（１） On October 12, the Embassy of Japan hosted an online seminar entitled “Japan’s Experiences on Water Supply Development” with the participation of the Ministry of Water Supply and Ministry of Irrigation by inviting Prof. TAKIZAWA Satoshi of the University of Tokyo, a leading expert in the field of water supply in Japan, as a lecturer. H.E. SUGIYAMA Akira, Ambassador of Japan to Sri Lanka, and Hon.Vasudeva Nanayakkara, Minister of Water Supply attended the seminar, along with more than 250 officials across the country.
（２） Historically, in Sri Lanka, national authorities have attached central importance to water-related projects since time immemorial, and Sri Lanka is proud of its distinguished history of world-famous hydrological technology, as evidenced by the renowned Sigiriya Rock and by the presence of numerous reservoirs or tanks in various parts of the island. On the basis of such great tradition, which has nourished the fertile land of this beautiful country, Japan has been extending assistance to Sri Lanka in providing safe drinking water for all the people in Sri Lanka with Japan’s accumulated knowledge and experience.
（３） Prof. TAKIZAWA is a chairman of “New Vision for Japanese Water Supply” and served as a member of the supervisory committee of “Japan’s Experiences on Water Supply Development” in 2017. He has an extensive experience in working for the Japanese ODA-projects, and has been supervising a Sri Lankan official of National Water Supply and Drainage Board, who has been studying in Japan since 2020.
（４） In his lecture, Prof. TAKIZAWA shared his knowledge and experience of Japan’s water supply development while referring to the common challenges facing developing countries, as well as to the problems particular to Sri Lanka. Prof. TAKIZAWA also explained the way to tackle these challenges based on the experiences in Japan and other countries.
（５） In the welcoming remarks, Ambassador SUGIYAMA said, “Water supply development is one of the priority areas in the Government of Japan’s development assistance to Sri Lanka. Over the past 30 years, Japan has contributed over JPY 120 billion (USD 1.1 billion) with more than 30 projects to meet the genuine needs of Sri Lanka in the areas of water supply, sanitation and hygiene throughout the country. Japan has assisted in supplying safe drinking water to more than 3.5 million people, about 15% of the population in Sri Lanka. I believe that the Japan’s technology and experience, which will be shared by Professor TAKIZAWA today, will contribute to the Government of Sri Lanka’s efforts in further accelerating the proclaimed “Water for All” initiative, which aims to provide safe drinking water to all the citizens by 2025. I hope this seminar will help our two countries further promote bilateral cooperation in water supply development.”
（６） Hon.Minister Nanayakkara expressed his profound gratitude, stating that “Currently, the water supply coverage in Sri Lanka is 54% of the population, but we aim to provide clean and safe drinking water to all the citizens by 2025 under the “Vistas of Prosperity and Splendour”. In this regard, we highly appreciate this great occasion to learn and utilize from Japan’s advanced knowledge and experience shared by Prof.TAKIZAWA today.
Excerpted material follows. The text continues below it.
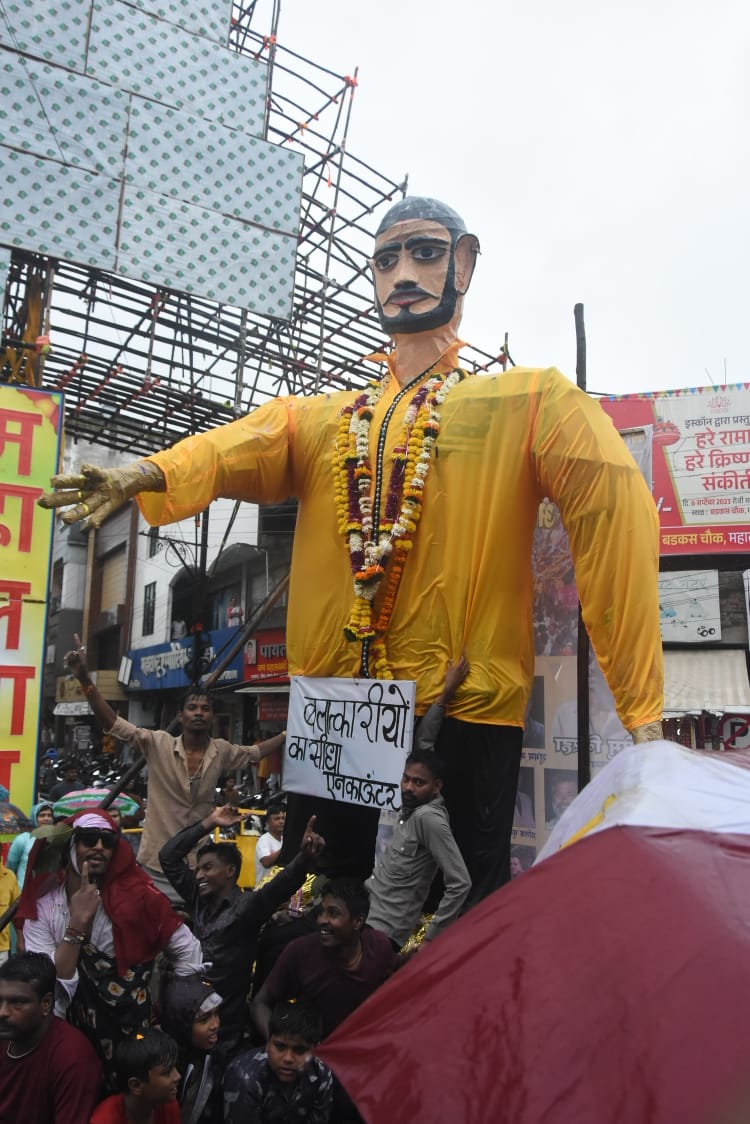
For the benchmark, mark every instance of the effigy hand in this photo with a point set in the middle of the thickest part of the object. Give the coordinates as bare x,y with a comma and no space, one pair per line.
93,493
650,732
Japan is the largest bilateral donor in the water supply development sector in Sri Lanka and we deeply appreciate Japan’s continued commitment in the field of water supply development.”.
（７） Prof.TAKIZAWA said, “Japan’s water supply coverage is almost 100%, and Japan has excellent technology and experience among developed countries in terms of water quality and low leakage rate. “Water” is most fundamental social infrastructure that forms the basis of all activities, including people’s lives, livelihoods, and economic development. I believe Japan’s experience and knowledge of water supply development, which achieved rapid expansion and led to provide the world’s most advanced water supply services, will be utilized in the development of water supply in Sri Lanka.”
（８） As a long-standing friend of Sri Lanka, the Government of Japan will remain in solidarity to assist the efforts of the Government of Sri Lanka in providing safe water to people all over the country.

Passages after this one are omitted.